Il tracciato della tangenziale ha origine in località Laccio, ove è presente uno svincolo di connessione con la Statale n. 226, e termina in località Peasso per uno sviluppo totale di circa 2.60 km.
Il primo tratto inizia in soluzione di galleria per 206.90 m per poi proseguire all'aperto per circa 1.65 km, zona dove è stato realizzato il viadotto sul torrente "Siginella" .
È poi presente la galleria "Poggio Pezzato" di 438.61 m di lunghezza e successivamente un viadotto a tre luci.
È stata poi realizzata un'ultima galleria naturale, avente lunghezza di 244.25 m, allo sbocco della quale è stato realizzato il viadotto "Casa Bianca" (81.0 m) e la omonima galleria artificiale.
La problematica realizzativa di maggior complessità è stata la costruzione della galleria “Laccio” per la presenza di terreni di caratteristiche geotecniche particolarmente scadenti, in condizioni di bassa copertura ed in prossimità di edifici.
In fase progettuale si è quindi posto il problema di definire le più opportune modalità realizzative da adottare per la costruzione della galleria e di dimensionare, nel modo più accurato possibile, gli interventi preventivi di miglioramento e di rinforzo del terreno.
Vista l'esiguità della copertura nel tratto più prossimo alla sezione di imbocco, non è stato possibile, in tale zona, la realizzazione di un'adeguata fascia di terreno trattato intorno alla galleria; si è optato pertanto, per superare tale tratto (avente estensione di circa 20 m), per la preventiva messa in opera di "infilaggi" ad elevata inerzia che hanno costituito un adeguato pre-sostegno del terreno durante lo scavo.
Vista la complessità e la delicatezza della situazione geologica ed ambientale caratterizzante il tratto di galleria analizzato, nonché la complessità delle fasi realizzative previste, sono stati predisposti due modelli, uno per lo studio della sezione longitudinale e uno per l'analisi di sezioni trasversali.
Il codice di calcolo utilizzato è stato il FLAC (ITASCA CONSULTING GROUP. INC. - Minneapolis, Minnesota).
Durante tutte le fasi realizzative sono state eseguite sistematiche misure relative all'evoluzione dello stato tensio-deformativo del terreno nell'intorno della galleria.

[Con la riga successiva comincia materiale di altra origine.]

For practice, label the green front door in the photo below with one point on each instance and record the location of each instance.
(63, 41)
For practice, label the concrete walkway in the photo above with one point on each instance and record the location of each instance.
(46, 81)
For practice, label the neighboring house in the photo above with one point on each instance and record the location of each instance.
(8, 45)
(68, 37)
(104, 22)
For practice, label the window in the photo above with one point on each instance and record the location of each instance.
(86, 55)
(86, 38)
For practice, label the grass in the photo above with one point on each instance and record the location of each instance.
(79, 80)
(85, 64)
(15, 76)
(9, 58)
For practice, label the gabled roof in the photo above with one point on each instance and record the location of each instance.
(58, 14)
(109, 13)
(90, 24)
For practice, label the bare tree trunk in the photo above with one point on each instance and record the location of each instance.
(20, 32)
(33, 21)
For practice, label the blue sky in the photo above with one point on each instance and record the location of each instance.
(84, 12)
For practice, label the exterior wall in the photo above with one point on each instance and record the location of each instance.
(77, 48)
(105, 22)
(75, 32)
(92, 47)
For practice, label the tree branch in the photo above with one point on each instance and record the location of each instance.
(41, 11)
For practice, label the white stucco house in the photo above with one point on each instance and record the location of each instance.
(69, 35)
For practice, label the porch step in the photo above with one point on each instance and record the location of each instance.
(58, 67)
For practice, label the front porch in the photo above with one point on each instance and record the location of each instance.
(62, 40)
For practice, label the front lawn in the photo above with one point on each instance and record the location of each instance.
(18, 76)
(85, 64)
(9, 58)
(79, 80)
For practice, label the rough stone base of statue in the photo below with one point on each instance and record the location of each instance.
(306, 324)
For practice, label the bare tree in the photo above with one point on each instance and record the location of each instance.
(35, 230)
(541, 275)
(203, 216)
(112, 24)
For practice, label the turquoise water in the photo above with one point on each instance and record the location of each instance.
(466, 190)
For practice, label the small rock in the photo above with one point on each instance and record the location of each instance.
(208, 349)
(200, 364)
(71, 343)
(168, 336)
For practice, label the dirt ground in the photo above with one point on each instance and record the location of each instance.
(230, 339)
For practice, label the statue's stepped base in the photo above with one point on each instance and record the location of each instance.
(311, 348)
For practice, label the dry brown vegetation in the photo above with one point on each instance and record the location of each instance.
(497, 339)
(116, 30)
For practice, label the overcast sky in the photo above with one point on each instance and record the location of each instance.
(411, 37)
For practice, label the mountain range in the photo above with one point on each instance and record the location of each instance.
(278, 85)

Le sezioni strumentate hanno previsto la posa di tubi inclinometrici e di estensimetri multibase oltre, ovviamente, a punti di livellazione topografica di precisione ubicati sul piano campagna e sugli edifici.
Tra le strutture di rivestimento ed il terreno sono state poste in opera "celle di pressione"; è stata infine monitorata l'evoluzione dello stato tensionale nelle strutture di rivestimento.
Si è verificato un buon accordo tra quanto stimato nelle simulazioni numeriche e le osservazioni ed i controlli effettuati nel corso dei lavori.